Maar wie denkt dat Vincent alleen maar leed ervoer in Den Haag, zit ernaast. Het Haagse conflict verstevigt de relatie met zijn broer Theo, een van de weinige personen die niet oordeelt over de relatie. In de loop van 1882 wordt Vincent steeds productiever met schilderen, tekenen, schetsen en ontdekt dagelijks iets nieuws. Hij houdt zijn broer van alles op de hoogte via brieven, zoals wanneer hij Sorrow heeft getekend. Een vriendschap met de Utrechtse schilder Anthon van Rappard ontwikkelt zich. “Mijn pleizier is in het beter worden van mijn werk – en dat absorbeert mij meer en meer.”

Uilebomen in Den Haag centrum

6. Begin van Van Goghs ‘eigen weg’

Maar de hoge levenskosten in Den Haag baren hem grote zorgen. Soms komen schuldeisers langs.

“Hij kwam mij een standje maken dat ik zijn buurman pas betaald had en hem niet. En dat met ‘t noodige lawaai, vloeken, schelden &c.

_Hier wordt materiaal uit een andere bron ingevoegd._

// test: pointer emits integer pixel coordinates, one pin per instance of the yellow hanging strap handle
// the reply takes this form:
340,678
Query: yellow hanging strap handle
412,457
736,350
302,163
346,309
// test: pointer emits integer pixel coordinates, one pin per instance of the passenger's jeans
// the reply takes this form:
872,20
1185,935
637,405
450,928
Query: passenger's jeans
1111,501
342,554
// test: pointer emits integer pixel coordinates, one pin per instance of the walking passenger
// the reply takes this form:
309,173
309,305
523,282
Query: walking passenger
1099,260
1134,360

Ik zeg hem dat ik hem betalen zal zoodra ik geld ontvang maar ’t op ’t moment niet heb en dat is olie in ‘t vuur. Ik verzoek hem de deur uit te gaan en eindelijk duw ik hem de deur uit maar hij, misschien expres ‘t daarop latende aankomen, pakt mij bij den nek en gooit me tegen den muur aan en verder plat op den grond.”

Van Gogh denkt al een poosje over een vertrek naar Drenthe, waar Van Rappard goede dingen over heeft verteld, en waar het leven goedkoper is. Op dat moment scheiden ook zijn en Siens wegen. Hij verwijt haar te veel waarde te hechten aan haar in zijn ogen slechte familie:

“Zij zoekt mijn vertrouwen niet en maakt mij absoluut magteloos door wel aan eigentlijk haar vijanden haar vertrouwen te geven.”

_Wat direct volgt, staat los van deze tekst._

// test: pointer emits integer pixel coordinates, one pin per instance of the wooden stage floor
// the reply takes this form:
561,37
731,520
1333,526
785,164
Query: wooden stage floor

En op 11 september 1883 pakt hij de trein naar Hoogeveen. Hij zwerft een beetje rond in Drenthe en niet veel later gaat hij naar Antwerpen; om ten slotte zijn beroemde perioden in Parijs en Arles mee te maken – plaatsen waar hij onbeschroomd zijn eigen kleurrijke, zonnige stijl ten toon zal stellen.

“Ik wil teekeningen maken die sommige menschen treffen.”

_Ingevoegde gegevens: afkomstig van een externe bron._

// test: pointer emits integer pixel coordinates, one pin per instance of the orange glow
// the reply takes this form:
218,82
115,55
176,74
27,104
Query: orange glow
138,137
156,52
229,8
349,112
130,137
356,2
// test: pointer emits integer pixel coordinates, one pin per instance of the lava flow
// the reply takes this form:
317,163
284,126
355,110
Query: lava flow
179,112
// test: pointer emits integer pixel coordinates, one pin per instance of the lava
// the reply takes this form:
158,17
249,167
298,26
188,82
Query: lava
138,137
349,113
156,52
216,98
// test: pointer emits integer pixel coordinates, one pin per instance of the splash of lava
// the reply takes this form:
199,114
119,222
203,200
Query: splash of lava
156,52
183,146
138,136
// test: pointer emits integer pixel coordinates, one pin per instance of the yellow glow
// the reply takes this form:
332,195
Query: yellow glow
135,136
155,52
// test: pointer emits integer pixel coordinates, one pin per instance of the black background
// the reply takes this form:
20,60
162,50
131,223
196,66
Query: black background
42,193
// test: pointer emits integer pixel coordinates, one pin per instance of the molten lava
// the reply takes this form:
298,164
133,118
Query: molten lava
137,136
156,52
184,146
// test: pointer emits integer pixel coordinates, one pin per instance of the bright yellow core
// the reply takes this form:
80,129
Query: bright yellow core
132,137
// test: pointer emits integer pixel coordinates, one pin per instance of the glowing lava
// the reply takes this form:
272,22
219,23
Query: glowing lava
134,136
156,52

7. Het gebrek aan klik met de commerciële maatschappij

Eigenlijk viel Van Gogh met zijn neus in de boter van de Haagse School; waarom was er dan geen klik? Een verklaring ligt in zijn gepassioneerde en compromisloze aanpak. Voor iemand met zijn drang naar avontuur, was de Haagse School ‘te tam’ en te commercieel. Leg een doek van Anton Mauve naast Van Goghs latere werken en je beseft precies wat hij voelde. Het ene werk drukt vakmanschap uit, het andere werk temperament.

Een algeheel gebrek aan hartstocht deed hem verder zoeken naar inspiratie. In een brief aan zijn broer lijkt hij al de trend van commerciële hypes in kunst te signaleren:

“Vroeger werd er meer hartstogt gebruikt en bij het maken en bij het beoordeelen van werk. Men koos beslist deze of gene rigting, men koos energiek partij voor deze of die. Er was meer animo. Nu vermeen ik er een geest van grilligheid en satiété is. Men is laauwer in het algemeen.”

Het Haagse leventje is daar een afspiegeling van geweest. Hij schrijft zelf:

“Ik ben liever op de Geest of in een andere achterstraat, graauw – armzalig – slikkerig, somber, maar daar verveel ik mij nooit doch in die mooie huizen embêteer ik me en zich verveelen vind ik slecht, dus dan zeg ik, daar hoor ik niet & ik kom er niet meer.”

Bronnen: vangoghletters.org; haagsetijden.nl; codart.nl; kalden.home.xs4all.nl; vggallery.com; In de voetsporen van Van Gogh (uitgave Gemeentemuseum Den Haag 2005); Simon Schama: De Kracht van Kunst (uitgave Contact, 2007).